Celebrating the King James Bible

As many of our readers know the King James Bible will be 400 years old in 2011 (105 days left).

A "2011 Trust" has been established to celebrate the anniversary of the translation which has had so great impact in history and on language throughout the English speaking world (mission statement).

The Trust, in association with other institutions like the Society of Biblical Literature, the Nida institute, etc, is developing projects like commissioning new music and literature; study days in some cities following James’s route from Scotland to London; lectures at Oxford and Cambridge, where the translators worked; developing educational school projects; publishing new texts; discussions about similar values in the texts of the world’s major religions; major exhibitions in London and around the country where the translations were made; and street culture projects.
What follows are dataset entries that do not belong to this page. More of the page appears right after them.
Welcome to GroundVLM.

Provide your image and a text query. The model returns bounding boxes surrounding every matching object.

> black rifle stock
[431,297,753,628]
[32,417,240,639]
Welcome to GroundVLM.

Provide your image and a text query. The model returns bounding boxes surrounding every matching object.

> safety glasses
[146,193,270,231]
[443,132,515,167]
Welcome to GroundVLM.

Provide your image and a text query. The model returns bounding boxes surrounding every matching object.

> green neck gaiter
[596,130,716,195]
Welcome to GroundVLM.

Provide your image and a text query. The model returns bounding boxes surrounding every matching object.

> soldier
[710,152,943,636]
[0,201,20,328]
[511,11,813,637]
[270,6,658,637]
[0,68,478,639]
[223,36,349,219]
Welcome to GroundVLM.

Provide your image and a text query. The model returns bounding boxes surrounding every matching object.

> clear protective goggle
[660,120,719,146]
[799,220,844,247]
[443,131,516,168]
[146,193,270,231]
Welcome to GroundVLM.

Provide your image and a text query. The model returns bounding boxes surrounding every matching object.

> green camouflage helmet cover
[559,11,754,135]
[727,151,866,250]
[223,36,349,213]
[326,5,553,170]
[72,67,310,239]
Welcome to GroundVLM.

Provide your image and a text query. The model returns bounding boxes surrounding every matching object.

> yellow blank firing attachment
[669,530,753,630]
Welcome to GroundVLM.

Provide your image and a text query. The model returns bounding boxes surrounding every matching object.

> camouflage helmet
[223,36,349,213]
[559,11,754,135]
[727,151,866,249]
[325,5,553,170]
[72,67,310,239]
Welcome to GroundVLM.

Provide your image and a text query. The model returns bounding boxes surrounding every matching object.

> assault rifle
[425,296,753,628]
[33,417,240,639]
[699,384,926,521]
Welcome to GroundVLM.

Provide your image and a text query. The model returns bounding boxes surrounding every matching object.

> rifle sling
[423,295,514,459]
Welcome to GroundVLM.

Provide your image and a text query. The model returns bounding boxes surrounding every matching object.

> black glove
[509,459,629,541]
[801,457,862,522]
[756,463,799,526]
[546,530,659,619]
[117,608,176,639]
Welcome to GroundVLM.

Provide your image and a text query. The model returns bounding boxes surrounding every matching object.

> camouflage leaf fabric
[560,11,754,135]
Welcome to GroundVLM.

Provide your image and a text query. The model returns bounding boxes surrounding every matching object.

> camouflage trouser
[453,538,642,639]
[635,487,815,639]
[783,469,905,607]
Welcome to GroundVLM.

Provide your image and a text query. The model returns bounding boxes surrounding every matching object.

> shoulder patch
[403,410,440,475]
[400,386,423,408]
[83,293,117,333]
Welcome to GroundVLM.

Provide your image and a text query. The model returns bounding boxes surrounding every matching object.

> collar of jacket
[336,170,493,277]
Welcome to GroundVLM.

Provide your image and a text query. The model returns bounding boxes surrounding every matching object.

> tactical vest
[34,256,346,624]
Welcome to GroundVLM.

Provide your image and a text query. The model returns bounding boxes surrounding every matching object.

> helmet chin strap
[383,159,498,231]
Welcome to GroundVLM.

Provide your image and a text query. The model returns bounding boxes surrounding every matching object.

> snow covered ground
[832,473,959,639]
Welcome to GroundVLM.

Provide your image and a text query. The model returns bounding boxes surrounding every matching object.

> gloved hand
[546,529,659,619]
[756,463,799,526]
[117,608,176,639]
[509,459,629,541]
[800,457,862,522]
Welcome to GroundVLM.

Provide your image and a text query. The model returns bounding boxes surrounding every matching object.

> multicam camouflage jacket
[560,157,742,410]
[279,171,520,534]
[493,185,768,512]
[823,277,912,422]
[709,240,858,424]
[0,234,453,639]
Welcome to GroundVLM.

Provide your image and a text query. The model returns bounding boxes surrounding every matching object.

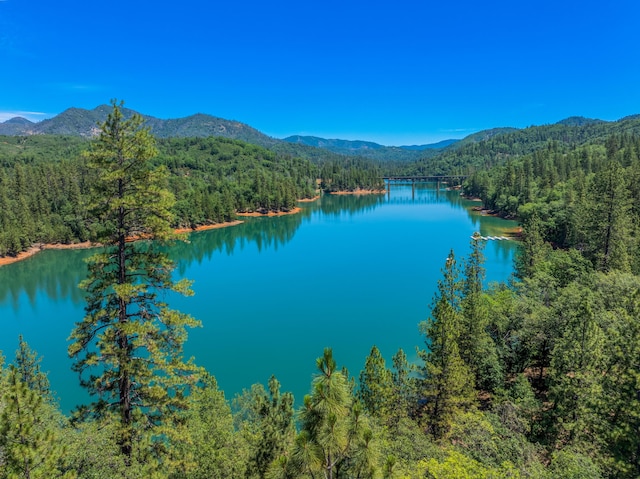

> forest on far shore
[0,135,384,256]
[0,103,640,479]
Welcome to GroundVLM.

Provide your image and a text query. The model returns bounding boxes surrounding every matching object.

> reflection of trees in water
[0,249,95,311]
[0,189,515,310]
[169,212,311,274]
[313,194,387,216]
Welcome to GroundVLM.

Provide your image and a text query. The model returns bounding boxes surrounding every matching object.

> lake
[0,184,517,412]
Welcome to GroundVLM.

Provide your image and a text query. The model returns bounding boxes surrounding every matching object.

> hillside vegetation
[0,135,381,256]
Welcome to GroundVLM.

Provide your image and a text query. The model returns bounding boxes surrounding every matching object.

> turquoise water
[0,185,517,411]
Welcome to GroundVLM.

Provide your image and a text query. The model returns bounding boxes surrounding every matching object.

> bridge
[382,175,467,184]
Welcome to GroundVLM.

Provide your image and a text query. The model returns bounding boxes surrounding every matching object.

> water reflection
[0,249,92,311]
[0,188,516,311]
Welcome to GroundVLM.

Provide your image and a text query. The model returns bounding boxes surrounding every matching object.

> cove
[0,184,517,412]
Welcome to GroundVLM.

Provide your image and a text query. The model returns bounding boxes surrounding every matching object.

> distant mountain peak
[556,116,604,126]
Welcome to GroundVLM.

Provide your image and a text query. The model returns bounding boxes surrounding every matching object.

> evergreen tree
[0,366,75,479]
[459,233,502,391]
[247,376,295,479]
[282,348,378,479]
[419,251,474,437]
[358,346,397,421]
[15,335,51,397]
[69,101,198,464]
[588,161,633,272]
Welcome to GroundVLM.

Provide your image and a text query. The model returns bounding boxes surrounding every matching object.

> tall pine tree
[69,100,198,464]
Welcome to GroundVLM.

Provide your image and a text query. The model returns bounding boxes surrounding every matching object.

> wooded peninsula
[0,101,640,479]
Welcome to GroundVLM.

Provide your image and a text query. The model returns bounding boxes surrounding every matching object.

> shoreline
[0,220,243,267]
[327,188,387,195]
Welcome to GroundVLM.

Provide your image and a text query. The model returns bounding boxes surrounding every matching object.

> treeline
[320,157,385,193]
[0,234,640,479]
[0,136,381,256]
[464,134,640,274]
[400,116,640,175]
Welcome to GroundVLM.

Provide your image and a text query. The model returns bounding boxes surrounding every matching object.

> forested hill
[284,135,457,162]
[402,115,640,175]
[0,105,278,146]
[0,135,382,256]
Among the many events, the SBL will host a special conference:
The Society of Biblical Literature in partnership with a number of groups including the Nida Institute for Biblical Scholarship of the American Bible Society will hold an international congress in London 4 - 8 July 2011. The scholarly and public sessions will be hosted by King's College London. Details about registration, housing, and program to follow and will be able to be found on this site or at

Gordon Campbell, Professor of Renaissance Studies at University of Leicester, shares his thoughts about the anniversary on the OUP blog. Oxford University Press will publish his Bible: The Story of the King James Version, 1611-2011 and his 400th anniversary edition of the Bible during 2011.
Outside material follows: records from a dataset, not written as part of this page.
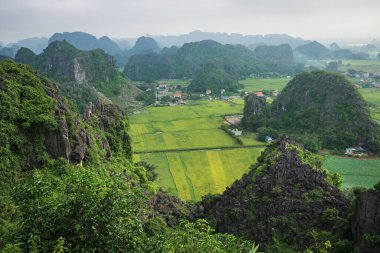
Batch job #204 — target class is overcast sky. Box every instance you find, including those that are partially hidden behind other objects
[0,0,380,43]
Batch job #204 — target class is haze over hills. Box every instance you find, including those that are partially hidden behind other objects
[124,40,296,81]
[243,71,380,153]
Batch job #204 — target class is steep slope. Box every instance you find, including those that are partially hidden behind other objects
[188,61,239,94]
[271,71,377,148]
[124,40,276,80]
[254,44,295,67]
[15,41,138,111]
[173,40,261,78]
[199,137,348,252]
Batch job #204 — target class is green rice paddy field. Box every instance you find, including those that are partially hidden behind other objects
[130,78,380,200]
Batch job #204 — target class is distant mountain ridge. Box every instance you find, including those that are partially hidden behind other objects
[49,32,121,55]
[149,31,308,48]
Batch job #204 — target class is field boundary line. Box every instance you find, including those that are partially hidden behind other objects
[133,145,266,154]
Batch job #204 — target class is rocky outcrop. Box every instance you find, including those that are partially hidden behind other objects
[352,190,380,253]
[149,191,190,227]
[198,138,348,250]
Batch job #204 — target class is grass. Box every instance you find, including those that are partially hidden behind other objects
[359,88,380,107]
[134,148,263,200]
[359,88,380,121]
[130,100,265,200]
[133,129,239,152]
[323,156,380,188]
[240,78,291,92]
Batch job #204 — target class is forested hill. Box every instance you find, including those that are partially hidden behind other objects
[243,71,380,152]
[0,60,258,253]
[199,137,352,252]
[15,41,138,110]
[124,40,295,81]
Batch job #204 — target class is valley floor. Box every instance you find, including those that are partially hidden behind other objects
[130,85,380,200]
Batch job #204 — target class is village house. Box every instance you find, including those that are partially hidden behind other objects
[224,115,243,126]
[265,136,273,143]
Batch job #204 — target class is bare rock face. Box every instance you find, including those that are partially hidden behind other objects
[351,190,380,253]
[242,94,270,130]
[198,138,348,251]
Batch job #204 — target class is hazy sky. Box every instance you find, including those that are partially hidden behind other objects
[0,0,380,43]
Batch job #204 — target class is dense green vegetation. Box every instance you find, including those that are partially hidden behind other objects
[0,61,258,252]
[188,62,240,95]
[243,72,380,152]
[200,138,352,252]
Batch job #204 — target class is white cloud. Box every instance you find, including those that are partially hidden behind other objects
[0,0,380,42]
Jim Davila (Paleojudaica), who links to Campbell's post, rightly thinks his rhetorical question is unfair, "Where could one now find fifty translators with competence in Greek, Latin, Hebrew, Aramaic, Syriac, Samaritan, Ethiopic and Arabic (the languages of the English polyglot Bible of the period) and a command of patristic, rabbinical and Reformation commentaries?"

Not least, we have a slightly better knowledge of which manuscript base to use.


  1. I can't quite get myself excited about the 400th anniversary of the KJV. Does anyone know the date of the first printing? I would probably be able to enthuse for a day.

  2. Samaritan isn't a language, it's an alphabet. And Peter, you can start planning now to celebrate the 500th anniversary of Cambridge University Press wading into the fracas of Bible Publishing in 1629 to bring order out of chaos. Although they way they moved alternate readings out of the margin and into the text, one might have rather called what they produced the Today's Authorised Version.
    You have at least 18 years to figure out the exact date. In the meanwhile, come on--join us all in slapping a little more whiting on the prophets' tombs.